National Security

Iran denies link between negotiator’s son and Kerry’s daughter

The Iranian government is denying an Internet rumor that Foreign Minister Mohammad Javad Zarif’s son was the best man at the wedding of Secretary of State John Kerry’s daughter.

The denial by the Iranian-controlled Fars News Agency comes hot on the heels of allegations over the weekend on the website of former Rep. Allen West (R-Fla.) that purported a “frightening” link between the negotiators of the nuclear deal.

{mosads}According to West’s website, Zarif’s son was the best man at the 2009 wedding of Kerry’s daughter Dr. Vanessa Kerry to Dr. Brian Nahed. Nahed is of Iranian descent but was born and educated n the United States.

“I have to say, connecting the dots gets more and more frightening,” website Editor-in-Chief Michele Hickford wrote.

Fars denied the report, citing officials within the Iran Foreign Ministry who called it a “sheer lie” and “news fabrication.”

The bride also appeared to shoot down the rumor on Sunday evening.

“No wedding party when we married,” a Twitter account appearing to belong to Vanessa Kerry tweeted. “No Zarif’s son.”

The two were married in Boston in 2009. An announcement at the time was placed in The New York Times.

Zarif was Kerry’s main negotiating partner throughout the course of the negotiations on the nuclear deal.

The responses from both Kerry and Iran to the rumors highlight the political pressure in both countries, with many skeptical of a multinational deal that would place limits on Iran’s nuclear program in exchange for sanctions relief.

West, who left office in 2013, is a staunch national security hawk who has taken a hard line against Iran in the past.

The report on his website appears designed “to damage Kerry’s credit and reputation” amid the congressional and public debate over the nuclear deal with Iran, Fars said.

While some Democrats have come out in support of the agreement, practically every conservative has lambasted it as a weak deal that only makes it easier for Iran to obtain a nuclear weapon.  

Similar opposition exists in Iran, where hard-liners have accused Zarif and other negotiators of selling out Iranian interests.

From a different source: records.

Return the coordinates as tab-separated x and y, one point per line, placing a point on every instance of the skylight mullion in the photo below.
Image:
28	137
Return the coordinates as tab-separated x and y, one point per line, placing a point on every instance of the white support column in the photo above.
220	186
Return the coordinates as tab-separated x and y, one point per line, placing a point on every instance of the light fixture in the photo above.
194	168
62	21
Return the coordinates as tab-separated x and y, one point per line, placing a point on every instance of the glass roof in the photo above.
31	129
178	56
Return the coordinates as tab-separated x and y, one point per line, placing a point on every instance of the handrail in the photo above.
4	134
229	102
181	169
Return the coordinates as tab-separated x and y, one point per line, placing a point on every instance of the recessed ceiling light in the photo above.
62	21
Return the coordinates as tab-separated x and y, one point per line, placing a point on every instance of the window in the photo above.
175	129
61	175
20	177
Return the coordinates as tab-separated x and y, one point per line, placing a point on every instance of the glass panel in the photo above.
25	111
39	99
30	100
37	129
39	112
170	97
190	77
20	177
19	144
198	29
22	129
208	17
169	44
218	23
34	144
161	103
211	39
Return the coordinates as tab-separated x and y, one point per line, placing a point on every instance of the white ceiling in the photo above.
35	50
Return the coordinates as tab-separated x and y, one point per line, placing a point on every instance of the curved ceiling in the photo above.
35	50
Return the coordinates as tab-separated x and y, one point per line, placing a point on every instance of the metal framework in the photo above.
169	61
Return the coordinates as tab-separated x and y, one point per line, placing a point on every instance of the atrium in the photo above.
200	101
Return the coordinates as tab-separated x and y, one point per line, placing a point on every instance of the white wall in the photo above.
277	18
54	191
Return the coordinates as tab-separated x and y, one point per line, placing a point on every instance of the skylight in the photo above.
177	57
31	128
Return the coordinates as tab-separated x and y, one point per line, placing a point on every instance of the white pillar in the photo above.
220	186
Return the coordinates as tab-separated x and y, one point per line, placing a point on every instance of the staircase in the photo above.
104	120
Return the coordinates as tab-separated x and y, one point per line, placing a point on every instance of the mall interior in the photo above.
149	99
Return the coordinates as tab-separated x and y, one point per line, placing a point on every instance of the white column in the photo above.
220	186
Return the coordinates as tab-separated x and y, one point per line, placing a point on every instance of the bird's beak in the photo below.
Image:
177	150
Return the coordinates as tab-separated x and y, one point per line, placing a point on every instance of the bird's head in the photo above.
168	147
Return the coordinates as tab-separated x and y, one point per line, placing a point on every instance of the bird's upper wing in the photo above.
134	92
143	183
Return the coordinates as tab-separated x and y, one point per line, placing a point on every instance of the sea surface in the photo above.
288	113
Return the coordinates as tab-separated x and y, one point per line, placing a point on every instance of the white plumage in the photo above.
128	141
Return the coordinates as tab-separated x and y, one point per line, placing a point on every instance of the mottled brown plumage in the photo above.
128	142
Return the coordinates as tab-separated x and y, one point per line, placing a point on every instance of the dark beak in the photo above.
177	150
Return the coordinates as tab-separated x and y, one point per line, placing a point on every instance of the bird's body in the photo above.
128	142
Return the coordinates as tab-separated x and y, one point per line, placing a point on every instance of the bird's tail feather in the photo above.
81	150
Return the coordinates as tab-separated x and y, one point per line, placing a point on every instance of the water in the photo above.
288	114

“We have members of parliament who oppose it, we have members of the National Security Council who oppose it,” Foad Izadi, professor at Tehran University, recently told The Telegraph. “The expert community here, they generally oppose it, because they read it and see it could have been better.”

To push back against that criticism, Iran President Hassan Rouhani went on live national television on Sunday to make the case for the deal.

“This idea that we have two options before the world, either submit to it or defeat it, is illogical,” he said, according to reports. “There is also a third way, of constructive cooperation with the world in a framework of national interests.”